I, personally, think you are going about this the wrong way by creating a role for each module. That sounds like much more work than it needs to be.
I'm making the assumption that your goal is to allow users to select what modules to display and what ones to not display.
This, to me, sounds like a good use of the collapse function of containers, the little + on the upper right; BUT I do understand kinda 'blocking' the module from loading, ect.
This is me quickly brainstroming (basically as I write) but I think I would add an option for each module you want them to have enable/disable access to with the options (Show, Hide, Remove). Show will show the module, Hide will hide everything in the module except the options, remove will hide everything including the options.

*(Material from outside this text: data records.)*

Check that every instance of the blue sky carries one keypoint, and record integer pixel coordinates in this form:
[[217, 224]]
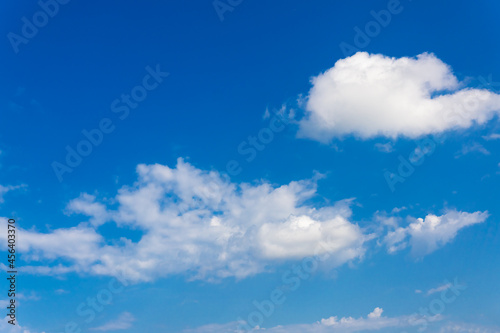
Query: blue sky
[[234, 144]]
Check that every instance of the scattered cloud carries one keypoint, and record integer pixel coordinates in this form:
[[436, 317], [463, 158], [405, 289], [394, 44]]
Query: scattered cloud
[[427, 235], [493, 136], [468, 328], [473, 147], [373, 322], [6, 189], [198, 223], [370, 95]]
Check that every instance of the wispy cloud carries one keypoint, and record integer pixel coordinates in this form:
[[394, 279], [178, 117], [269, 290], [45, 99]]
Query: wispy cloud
[[385, 147]]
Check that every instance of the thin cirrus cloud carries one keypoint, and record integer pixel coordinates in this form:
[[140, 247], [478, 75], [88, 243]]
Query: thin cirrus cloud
[[200, 224], [374, 321], [371, 95]]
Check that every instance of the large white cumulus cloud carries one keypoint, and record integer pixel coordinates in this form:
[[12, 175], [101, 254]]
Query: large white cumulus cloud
[[196, 222], [374, 95]]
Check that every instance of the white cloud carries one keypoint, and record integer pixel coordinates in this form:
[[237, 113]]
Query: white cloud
[[369, 95], [385, 147], [5, 189], [123, 322], [468, 328], [433, 232], [373, 322], [198, 223], [472, 147], [493, 136]]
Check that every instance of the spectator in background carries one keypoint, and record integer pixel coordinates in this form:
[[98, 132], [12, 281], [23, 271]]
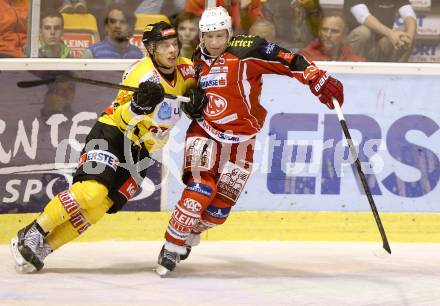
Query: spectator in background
[[330, 46], [187, 25], [119, 27], [243, 12], [296, 21], [13, 27], [372, 34], [264, 29], [60, 94], [74, 7], [51, 31]]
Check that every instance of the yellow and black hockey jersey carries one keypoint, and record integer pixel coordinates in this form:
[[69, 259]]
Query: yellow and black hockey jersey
[[153, 129]]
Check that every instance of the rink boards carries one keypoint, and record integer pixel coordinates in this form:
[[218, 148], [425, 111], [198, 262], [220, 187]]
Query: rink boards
[[303, 186]]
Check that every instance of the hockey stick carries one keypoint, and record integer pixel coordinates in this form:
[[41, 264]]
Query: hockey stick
[[341, 118], [33, 83]]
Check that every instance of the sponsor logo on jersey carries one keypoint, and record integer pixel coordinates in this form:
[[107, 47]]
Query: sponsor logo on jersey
[[152, 76], [219, 135], [219, 69], [200, 188], [165, 111], [226, 119], [217, 212], [287, 56], [213, 80], [241, 43], [192, 205], [232, 181], [216, 105], [100, 156], [199, 153], [187, 71], [158, 131], [269, 49]]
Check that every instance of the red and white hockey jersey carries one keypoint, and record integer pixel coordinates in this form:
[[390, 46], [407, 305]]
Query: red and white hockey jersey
[[232, 83]]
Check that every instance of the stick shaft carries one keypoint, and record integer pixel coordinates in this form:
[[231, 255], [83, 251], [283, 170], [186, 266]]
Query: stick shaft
[[364, 182]]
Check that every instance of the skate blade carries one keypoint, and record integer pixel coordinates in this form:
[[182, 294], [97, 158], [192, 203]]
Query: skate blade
[[161, 271], [21, 265]]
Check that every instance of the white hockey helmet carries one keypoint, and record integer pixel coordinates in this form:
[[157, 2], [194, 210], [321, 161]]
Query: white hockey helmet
[[215, 19]]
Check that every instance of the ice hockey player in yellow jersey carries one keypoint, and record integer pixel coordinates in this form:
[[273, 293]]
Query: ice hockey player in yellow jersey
[[136, 125]]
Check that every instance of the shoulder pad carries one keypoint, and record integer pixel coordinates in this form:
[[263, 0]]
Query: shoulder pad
[[244, 46]]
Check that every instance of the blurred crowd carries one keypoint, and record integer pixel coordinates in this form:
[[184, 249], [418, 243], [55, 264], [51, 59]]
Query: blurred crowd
[[360, 30]]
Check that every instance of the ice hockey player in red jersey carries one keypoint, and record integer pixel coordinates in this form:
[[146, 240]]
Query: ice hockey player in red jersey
[[219, 146]]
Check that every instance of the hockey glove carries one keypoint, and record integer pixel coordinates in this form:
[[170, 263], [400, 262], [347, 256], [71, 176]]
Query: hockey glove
[[145, 100], [325, 87], [194, 108]]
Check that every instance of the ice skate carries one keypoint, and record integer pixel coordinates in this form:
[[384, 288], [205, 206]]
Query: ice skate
[[167, 261], [29, 249], [192, 240]]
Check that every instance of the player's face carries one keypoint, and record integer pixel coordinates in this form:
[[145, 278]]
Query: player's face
[[331, 35], [51, 31], [117, 26], [187, 30], [166, 53], [215, 42]]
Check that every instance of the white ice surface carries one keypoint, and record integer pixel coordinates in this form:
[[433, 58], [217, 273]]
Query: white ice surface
[[229, 273]]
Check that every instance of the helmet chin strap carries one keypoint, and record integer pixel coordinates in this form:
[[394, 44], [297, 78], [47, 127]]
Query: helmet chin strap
[[156, 63]]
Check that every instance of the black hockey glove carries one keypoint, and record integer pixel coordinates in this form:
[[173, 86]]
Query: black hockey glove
[[145, 100], [194, 108]]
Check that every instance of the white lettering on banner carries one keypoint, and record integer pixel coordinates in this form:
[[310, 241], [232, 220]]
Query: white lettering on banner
[[12, 191], [5, 157], [29, 138], [420, 3], [425, 53], [29, 148]]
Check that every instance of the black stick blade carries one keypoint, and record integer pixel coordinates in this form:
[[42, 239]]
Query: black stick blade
[[34, 83], [386, 246]]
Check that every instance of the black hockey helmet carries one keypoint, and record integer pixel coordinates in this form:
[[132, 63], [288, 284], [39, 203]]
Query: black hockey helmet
[[156, 32]]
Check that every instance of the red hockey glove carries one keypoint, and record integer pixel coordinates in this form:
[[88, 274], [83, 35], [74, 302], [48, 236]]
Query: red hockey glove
[[325, 87]]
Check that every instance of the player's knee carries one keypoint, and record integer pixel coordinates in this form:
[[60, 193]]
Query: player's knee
[[89, 194], [95, 214], [205, 186], [217, 212]]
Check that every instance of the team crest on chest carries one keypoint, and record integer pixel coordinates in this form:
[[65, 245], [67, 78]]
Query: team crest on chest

Store their selection in a cookie and on the modules Page_Load have it check for the cookie and act appropriately. This way you don't have to deal with roles, the module won't take up much processing so it won't slow the page noticibly. If you wrap everything (except the options) in a panel and set the visibility to false to hide the module, none of that module HTML will be sent to the user, ect.
I would suggest creating the cookies using some form of TabID and using ModuleID for the modules in the cookie. This way you could make a seperate module to place on the page that will check for TabID cookie and have the options for the modules there as well, or instead. Since you want to give your users a way to return Removed items without deleting all their cookies.
Additionally, you might want to check into using the database to store these options so they persist across computers. Same principle, but stored serverside instead of client side.